Footage of the incident showed the bull elephant run directly towards the group,who were paddling in the shallow Okovango Delta in Botswana on Saturday.
They could be seen as the huge creature ran directly towards them,apparently viewing them as a threat to the female and two calves nearby.
He then flipped two of the gondola-style makoro canoes widely used in the area,plunging four people into the water,then held one of the tourists down in the river with his musculur trunk.
It is thought the woman only survived as the elephant lost her under the murky water and stopped trying to trample her after ten seconds.
As the other elephants pass by,the bull appears to feel the threat has been neutralised,and then leaves the tourists alone.
Three companies that run Makoro tourist canoes on the Delta would not comment on who ran the trip,but one receptionist said: ‘It was a group made up of British and Americans visitors.
‘There was a lot of expensive camera equipment and phones lost or damaged but it is a blessing nobody was badly hurt but wild animals can be very unpredictable.’
A former South African game ranger who was shown the videos said: ‘They had a very lucky escape indeed because all four could just have easily been killed by that angry bull.
The bull elephant held one tourist underwater (Picture: Faceboook/Namushanawa Nyamba: Conservation National Parks)
‘The woman was lucky not have been gored but if it had held her down for another few seconds it would probably have drowned her so she can praise the Lord he didn’t.
‘There are thousands of these dug out traditional Makoro canoes on the Delta poling tourists through the reeds to view elephants,hippo,birds,buck and crocodiles.
‘This bull attacked because it was protecting its young and it seems the guides misjudged how close they could take the tourists safely and made a potentially fatal mistake.
‘There could well have been the need for four body bags if lady luck had not favoured them.’
It comes after a similar attack in the crocodile-infested Okovango in July,when a female elephant attempted to flip a boat full of tourists after their skipper came too close for comfort.
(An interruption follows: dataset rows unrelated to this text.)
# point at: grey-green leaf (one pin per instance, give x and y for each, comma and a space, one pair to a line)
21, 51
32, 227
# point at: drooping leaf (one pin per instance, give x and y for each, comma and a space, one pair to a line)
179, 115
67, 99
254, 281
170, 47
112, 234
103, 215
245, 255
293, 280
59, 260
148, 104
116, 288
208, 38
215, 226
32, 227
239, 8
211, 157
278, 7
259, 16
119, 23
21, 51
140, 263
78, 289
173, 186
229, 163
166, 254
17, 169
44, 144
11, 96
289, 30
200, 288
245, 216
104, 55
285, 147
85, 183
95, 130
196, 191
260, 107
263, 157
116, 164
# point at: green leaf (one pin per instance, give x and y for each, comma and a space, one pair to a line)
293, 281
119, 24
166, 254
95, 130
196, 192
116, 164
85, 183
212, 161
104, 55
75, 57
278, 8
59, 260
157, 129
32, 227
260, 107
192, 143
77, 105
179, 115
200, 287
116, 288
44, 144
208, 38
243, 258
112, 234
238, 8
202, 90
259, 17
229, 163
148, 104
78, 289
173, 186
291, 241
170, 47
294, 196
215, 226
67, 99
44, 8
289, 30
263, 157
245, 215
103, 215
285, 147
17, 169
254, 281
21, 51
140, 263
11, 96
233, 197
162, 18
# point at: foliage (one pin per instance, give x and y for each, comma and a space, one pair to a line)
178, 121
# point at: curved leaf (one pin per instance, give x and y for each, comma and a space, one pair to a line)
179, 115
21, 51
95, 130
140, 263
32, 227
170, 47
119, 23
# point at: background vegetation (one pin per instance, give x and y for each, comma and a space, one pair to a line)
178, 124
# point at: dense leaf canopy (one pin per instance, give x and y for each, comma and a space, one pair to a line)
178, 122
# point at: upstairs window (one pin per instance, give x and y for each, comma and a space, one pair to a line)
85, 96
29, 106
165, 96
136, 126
The elephant looms over the tourists before flipping their boat (Picture: Faceboook/Namushanawa Nyamba: Conservation National Parks)
In July,two elderly tourists from the UK and New Zealand were killed by an elephant while on a walking safari in Zambia.
Easton Taylor,68,and Alison Taylor,67,were charged by the elephant while it was with its calf at South Luangwa National Park.
Two months earlier,a 68-year-old woman was trampled to death by a heard of elephants in South Africa.
She had been staying at Sirheni Bushveld Camp in Kruger National Park when she took a stroll outside just before 11pm and encountered a herd of elephants with calves.
In June last year a US tourist was thrown out of a vehicle by an elephant and trampled to death,also in Zambia.
Juliana Gle Tourneau,64,of New Mexico,was watching a herd of elephants near the Maramba Cultural Bridge in Livingstone on Wednesday when one of the animals attacked.